Some plants have established symbiotic relationships with fungi and procations capable of reducing atmospheric nitrogen to ammonium, in exchange for which they receive energy molecules from the host plant. The reduced nitrogen is thus incorporated into the food chain (see also the nitrogen cycle). Perhaps the best known case is that of bacteria of the genus Rhizobium with legumes, but there are also associations with bacteria of the genus Frankia and even some cyanobacteria. Finally, some fungi, called ectomycorrhizal fungi, also extend their filaments beyond the reach of the roots, forming mycorrhizae that make more efficient the absorption of nitrites, nitrates and ammonium from the soil in limiting environments.

Isotopes

There are two stable isotopes of nitrogen, ¹⁴N and ¹⁵N, with the former —produced in the carbon-nitrogen cycle of stars— being the most common without a doubt (99.634%). Ten isotopes of nitrogen have been synthesized, of which ¹³N has a half-life of nine minutes. In the rest of the isotopes, the half-life is less than 10 seconds, and some isotope even has a half-life much less than one second.

The biological reactions of nitrification and denitrification have a decisive influence on the dynamics of nitrogen in the soil, almost always producing an enrichment of N-15 in the substrate.

Precautions

Nitrogenous fertilizers are an important source of soil and water pollution. Compounds containing cyanide ions form extremely toxic salts and are deadly to many animals, including mammals. Ammonia is also highly toxic.

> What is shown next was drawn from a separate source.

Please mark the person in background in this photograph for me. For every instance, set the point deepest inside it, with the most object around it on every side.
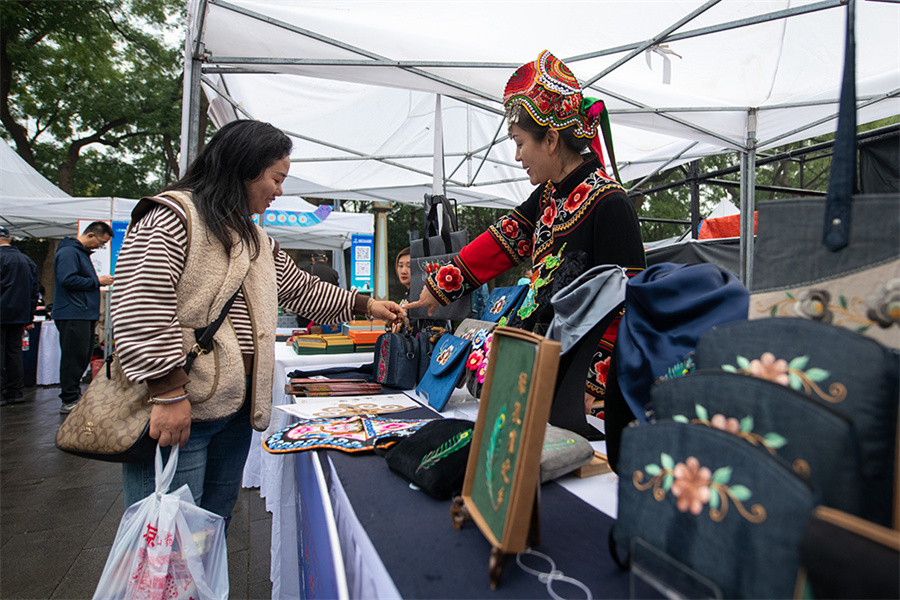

Effects of Nitrogen on Health

Nitrogen molecules, in their natural state, are found mainly in the air. Nitrogen can be found in water and soil in compounds, in the form of nitrates and nitrites.

Humans have radically changed the natural ratios of nitrates and nitrites, largely due to the application of nitrate-containing manures. Nitrogen is emitted in large quantities by industries. Throughout history, an increase in the presence of nitrates and nitrites in the soil and water has been noted as a consequence of reactions that take place in the nitrogen cycle. This is reflected in an increase in the concentration of nitrogen in the sources used for human consumption, and therefore also in drinking water.

Nitrates and nitrites are known to cause various effects on human health. These are the most common effects:

• It has reactions with hemoglobin in the blood, causing a decrease in oxygen transport capacity by the blood. (nitrito)
• It causes a decrease in the functioning of the thyroid gland. (nitrate)
• It causes low storage of vitamin A. (nitrate)
• It favors the production of nitrosamines, which are known as one of the most common causes of cancer. (nitrates and nitrites)

From a metabolic point of view, nitrogen oxide (NO) is much more important than nitrogen. In 1987, Salvador Moncada discovered that this was a vital messenger in the body for muscle relaxation, and today it is known to be involved in the cardiovascular system, the immune system, the central nervous system, and the peripheral nervous system. The enzyme that produces nitric oxide, nitric oxide synthase, is abundant in the brain.

Although nitric oxide is relatively short-lived, it can diffuse across membranes to carry out its functions. In 1991, a team led by K. E. Anderson at Lund University Hospital, Sweden, demonstrated that nitric oxide triggers an erection by relaxing the muscle that controls blood flow to the penis. The drug Viagra works by releasing nitric oxide to produce the same effect.